Infine ringraziate Tao e il suo lavoro instancabile e silenzioso!
http://www.comedonchisciotte.org/site/modules.php?name=Forums&file=viewtopic&t=7468
"Contro il '68. La generazione infinita" Rispondi citando
La prefazione di Marco Philopat a "Contro il '68. La generazione infinita" di Alessandro Bertante (Agenzia X)

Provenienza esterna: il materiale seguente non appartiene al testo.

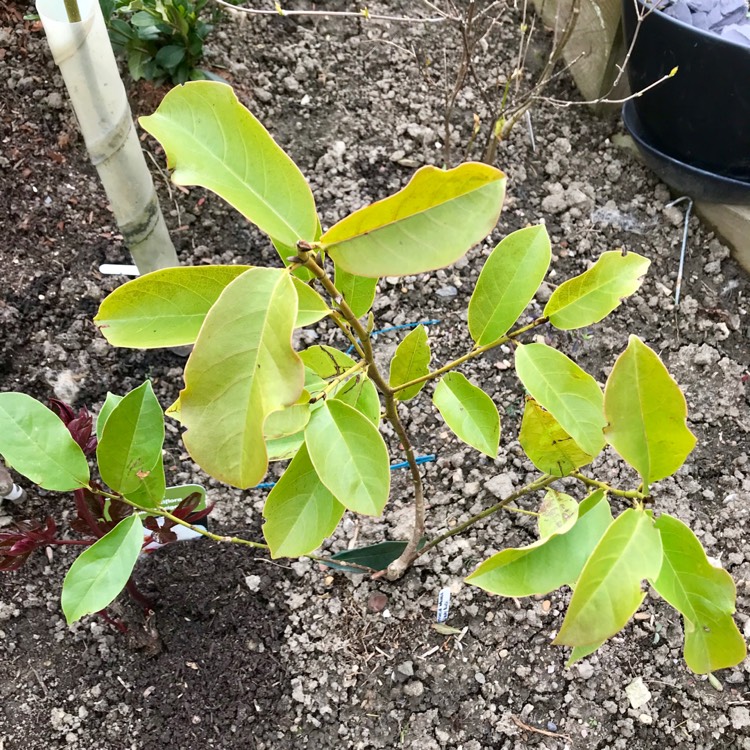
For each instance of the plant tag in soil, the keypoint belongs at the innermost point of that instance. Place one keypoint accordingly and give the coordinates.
(444, 605)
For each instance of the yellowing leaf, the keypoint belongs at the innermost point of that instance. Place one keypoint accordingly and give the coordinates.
(608, 592)
(411, 361)
(469, 412)
(646, 412)
(213, 141)
(167, 307)
(548, 563)
(588, 298)
(429, 224)
(703, 594)
(507, 283)
(350, 457)
(300, 512)
(548, 446)
(242, 368)
(566, 391)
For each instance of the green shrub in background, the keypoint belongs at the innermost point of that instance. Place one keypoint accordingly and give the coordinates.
(161, 39)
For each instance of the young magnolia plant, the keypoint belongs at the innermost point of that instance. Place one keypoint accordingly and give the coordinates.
(250, 397)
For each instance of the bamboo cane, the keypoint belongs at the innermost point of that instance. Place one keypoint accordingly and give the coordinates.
(78, 39)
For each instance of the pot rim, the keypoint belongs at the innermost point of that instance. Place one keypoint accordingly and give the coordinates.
(707, 35)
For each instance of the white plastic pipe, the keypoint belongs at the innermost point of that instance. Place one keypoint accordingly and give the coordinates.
(87, 62)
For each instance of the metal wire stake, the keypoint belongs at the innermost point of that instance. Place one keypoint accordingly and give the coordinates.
(678, 285)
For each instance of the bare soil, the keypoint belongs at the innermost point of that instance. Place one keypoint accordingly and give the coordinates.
(247, 653)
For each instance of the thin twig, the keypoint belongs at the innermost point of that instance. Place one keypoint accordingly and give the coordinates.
(470, 355)
(363, 13)
(537, 484)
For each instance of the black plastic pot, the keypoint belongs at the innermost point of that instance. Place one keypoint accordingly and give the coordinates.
(700, 116)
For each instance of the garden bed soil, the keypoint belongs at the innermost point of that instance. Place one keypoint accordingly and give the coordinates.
(247, 653)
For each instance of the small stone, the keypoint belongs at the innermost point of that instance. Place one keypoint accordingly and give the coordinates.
(446, 292)
(740, 717)
(377, 602)
(637, 692)
(414, 689)
(406, 669)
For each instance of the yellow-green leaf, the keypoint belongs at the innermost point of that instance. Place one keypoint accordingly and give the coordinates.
(646, 414)
(548, 563)
(703, 594)
(358, 291)
(507, 283)
(350, 457)
(429, 224)
(547, 445)
(586, 299)
(100, 573)
(300, 512)
(167, 307)
(411, 361)
(608, 591)
(213, 141)
(566, 391)
(129, 451)
(557, 514)
(243, 367)
(469, 412)
(36, 443)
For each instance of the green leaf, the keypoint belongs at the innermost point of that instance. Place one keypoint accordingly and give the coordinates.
(243, 367)
(547, 445)
(586, 299)
(109, 404)
(358, 291)
(282, 449)
(375, 557)
(557, 514)
(311, 307)
(350, 457)
(129, 452)
(411, 361)
(300, 512)
(571, 395)
(167, 307)
(549, 563)
(507, 283)
(469, 412)
(431, 223)
(364, 398)
(211, 140)
(703, 594)
(36, 443)
(285, 422)
(646, 414)
(100, 573)
(608, 592)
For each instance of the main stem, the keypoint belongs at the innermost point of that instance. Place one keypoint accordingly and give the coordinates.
(397, 568)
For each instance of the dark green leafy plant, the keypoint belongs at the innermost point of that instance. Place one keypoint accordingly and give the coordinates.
(251, 398)
(161, 39)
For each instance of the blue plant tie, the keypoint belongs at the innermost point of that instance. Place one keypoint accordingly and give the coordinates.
(397, 328)
(401, 465)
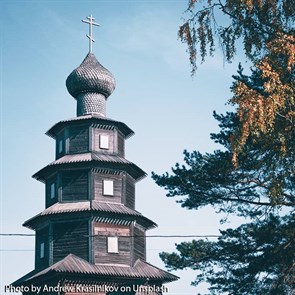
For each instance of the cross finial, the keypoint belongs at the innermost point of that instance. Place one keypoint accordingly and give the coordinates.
(89, 21)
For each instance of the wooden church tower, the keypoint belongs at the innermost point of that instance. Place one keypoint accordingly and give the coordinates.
(90, 239)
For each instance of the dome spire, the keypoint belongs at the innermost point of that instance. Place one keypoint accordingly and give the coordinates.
(89, 21)
(90, 83)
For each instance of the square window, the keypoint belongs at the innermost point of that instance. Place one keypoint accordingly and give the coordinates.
(42, 248)
(108, 187)
(113, 245)
(60, 146)
(52, 190)
(104, 142)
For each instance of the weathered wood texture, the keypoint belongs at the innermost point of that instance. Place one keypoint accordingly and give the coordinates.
(74, 186)
(49, 200)
(98, 187)
(42, 236)
(121, 145)
(101, 255)
(79, 139)
(139, 244)
(70, 237)
(96, 142)
(129, 192)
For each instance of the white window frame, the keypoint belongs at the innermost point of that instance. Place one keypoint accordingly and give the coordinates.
(113, 245)
(108, 187)
(52, 191)
(104, 142)
(60, 146)
(42, 250)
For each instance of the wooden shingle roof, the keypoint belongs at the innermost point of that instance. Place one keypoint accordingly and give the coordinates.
(93, 160)
(101, 211)
(103, 122)
(72, 264)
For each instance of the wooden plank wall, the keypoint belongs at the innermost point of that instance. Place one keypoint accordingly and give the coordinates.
(101, 232)
(98, 187)
(78, 139)
(70, 237)
(139, 244)
(74, 186)
(49, 201)
(129, 191)
(121, 145)
(97, 133)
(42, 236)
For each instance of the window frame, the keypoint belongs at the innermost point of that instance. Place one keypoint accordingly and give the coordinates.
(52, 191)
(42, 250)
(112, 245)
(108, 190)
(104, 143)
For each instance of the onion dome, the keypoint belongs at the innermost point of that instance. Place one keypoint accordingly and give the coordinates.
(91, 84)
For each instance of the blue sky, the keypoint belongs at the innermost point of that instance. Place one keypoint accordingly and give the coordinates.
(41, 43)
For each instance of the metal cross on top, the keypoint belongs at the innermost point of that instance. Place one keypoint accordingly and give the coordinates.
(89, 21)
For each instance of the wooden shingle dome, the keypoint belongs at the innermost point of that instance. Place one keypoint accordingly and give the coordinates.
(91, 84)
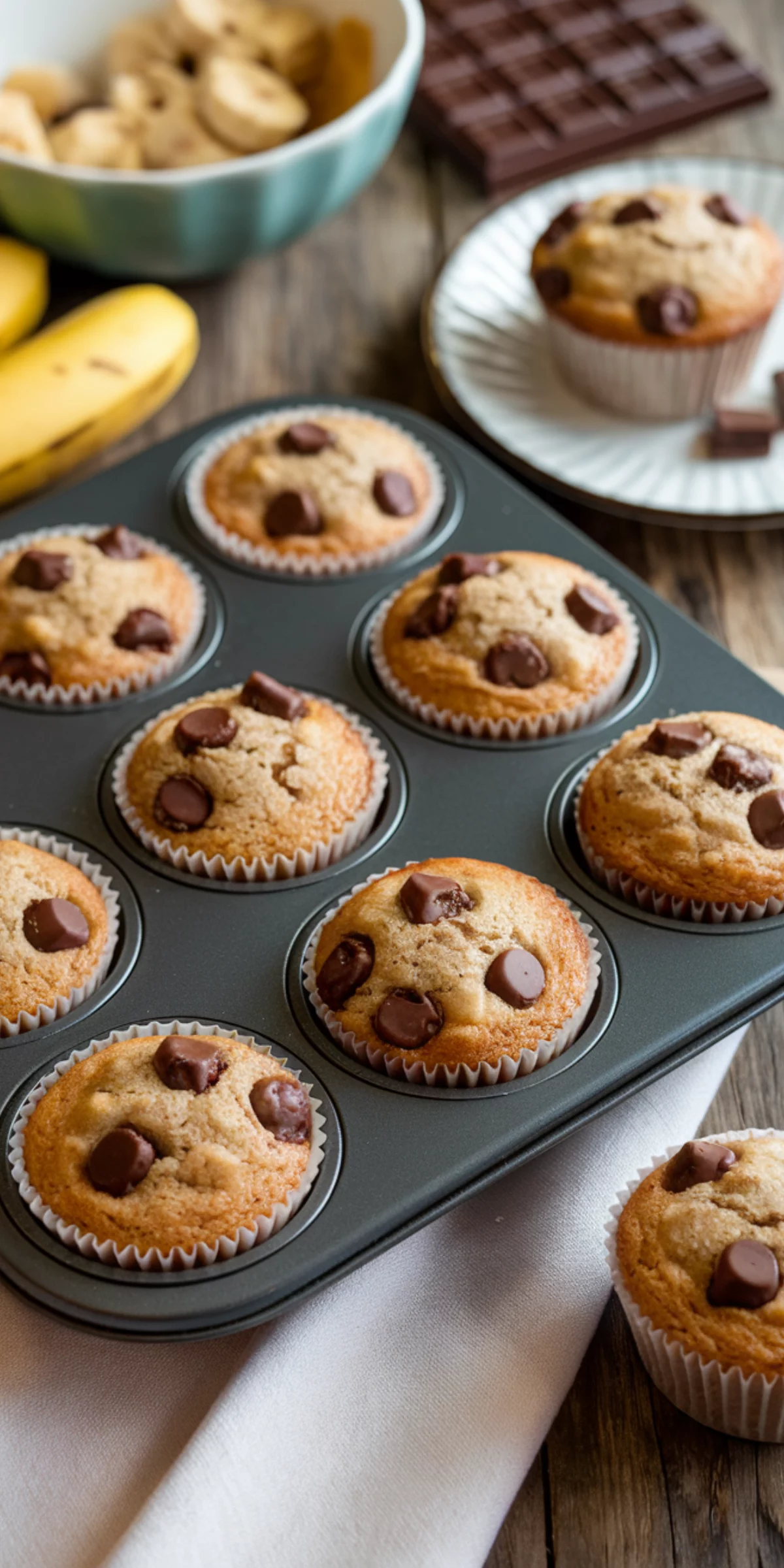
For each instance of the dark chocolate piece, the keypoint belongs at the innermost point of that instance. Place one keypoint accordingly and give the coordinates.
(54, 926)
(745, 1275)
(184, 1062)
(120, 1161)
(270, 696)
(430, 899)
(204, 727)
(695, 1162)
(43, 570)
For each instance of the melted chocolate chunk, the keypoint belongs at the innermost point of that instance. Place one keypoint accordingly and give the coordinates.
(695, 1162)
(516, 661)
(394, 495)
(204, 727)
(29, 667)
(590, 610)
(430, 899)
(187, 1062)
(270, 696)
(283, 1107)
(292, 512)
(408, 1020)
(120, 545)
(56, 924)
(460, 566)
(143, 629)
(347, 968)
(120, 1161)
(738, 769)
(435, 615)
(182, 804)
(516, 977)
(675, 738)
(43, 570)
(745, 1275)
(306, 440)
(554, 284)
(766, 819)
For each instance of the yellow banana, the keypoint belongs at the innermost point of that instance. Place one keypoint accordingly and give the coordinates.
(24, 291)
(90, 378)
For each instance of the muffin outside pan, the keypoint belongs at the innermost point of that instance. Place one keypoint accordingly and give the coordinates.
(452, 973)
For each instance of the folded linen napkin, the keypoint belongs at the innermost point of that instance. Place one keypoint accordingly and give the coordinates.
(385, 1424)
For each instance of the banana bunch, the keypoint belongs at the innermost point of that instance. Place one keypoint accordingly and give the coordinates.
(88, 378)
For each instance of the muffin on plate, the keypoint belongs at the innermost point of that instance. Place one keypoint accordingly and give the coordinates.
(452, 971)
(90, 613)
(507, 645)
(657, 300)
(314, 490)
(686, 816)
(252, 783)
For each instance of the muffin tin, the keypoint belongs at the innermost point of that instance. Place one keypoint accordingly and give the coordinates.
(229, 954)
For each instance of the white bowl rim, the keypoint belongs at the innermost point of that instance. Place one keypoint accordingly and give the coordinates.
(275, 157)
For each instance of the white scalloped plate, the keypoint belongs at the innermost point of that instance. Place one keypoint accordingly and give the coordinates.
(487, 347)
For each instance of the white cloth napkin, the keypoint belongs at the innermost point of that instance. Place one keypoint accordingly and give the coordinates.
(385, 1424)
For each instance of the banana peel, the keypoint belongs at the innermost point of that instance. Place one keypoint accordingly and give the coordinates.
(88, 380)
(24, 289)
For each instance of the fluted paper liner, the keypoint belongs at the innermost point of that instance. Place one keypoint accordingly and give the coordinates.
(648, 898)
(104, 691)
(717, 1396)
(444, 1075)
(280, 868)
(263, 555)
(526, 728)
(46, 1013)
(179, 1258)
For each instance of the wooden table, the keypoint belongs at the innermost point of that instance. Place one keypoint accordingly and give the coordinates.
(623, 1480)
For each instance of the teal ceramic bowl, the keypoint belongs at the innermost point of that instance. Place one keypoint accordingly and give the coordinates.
(190, 223)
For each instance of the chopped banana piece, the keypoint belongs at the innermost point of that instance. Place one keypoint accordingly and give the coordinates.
(21, 127)
(54, 90)
(248, 106)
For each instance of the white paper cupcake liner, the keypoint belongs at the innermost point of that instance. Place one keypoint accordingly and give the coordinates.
(291, 563)
(280, 868)
(717, 1396)
(648, 898)
(653, 383)
(103, 691)
(443, 1075)
(179, 1258)
(46, 1013)
(526, 728)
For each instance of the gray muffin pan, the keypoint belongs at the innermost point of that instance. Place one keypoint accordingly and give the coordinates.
(396, 1154)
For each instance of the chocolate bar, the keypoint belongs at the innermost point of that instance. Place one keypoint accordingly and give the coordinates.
(519, 90)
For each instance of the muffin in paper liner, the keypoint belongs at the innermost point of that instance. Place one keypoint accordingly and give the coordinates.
(717, 1396)
(280, 868)
(179, 1258)
(264, 559)
(640, 382)
(648, 898)
(46, 1013)
(104, 691)
(526, 728)
(443, 1075)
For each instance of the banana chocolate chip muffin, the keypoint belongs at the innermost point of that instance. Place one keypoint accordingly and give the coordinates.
(453, 968)
(316, 490)
(691, 811)
(170, 1141)
(657, 300)
(98, 612)
(508, 645)
(255, 780)
(54, 929)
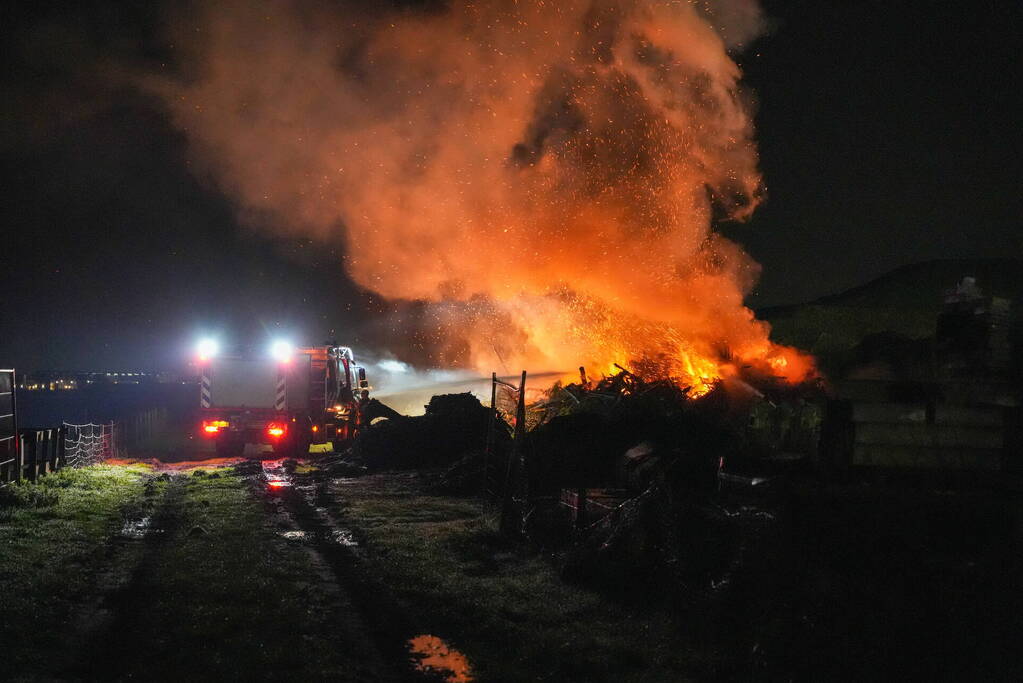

Mi chiamo Philopat e più di ogni altra cosa mi sento un personaggio dei
cartoni animati; in questa veste posso permettermi di parlare liberamente del rapporto tra il sessantotto e i suoi strascichi nell'odierna industria culturale italiana. Colgo l'occasione offertami da questo provocatorio pamphlet di Alessandro Bertante.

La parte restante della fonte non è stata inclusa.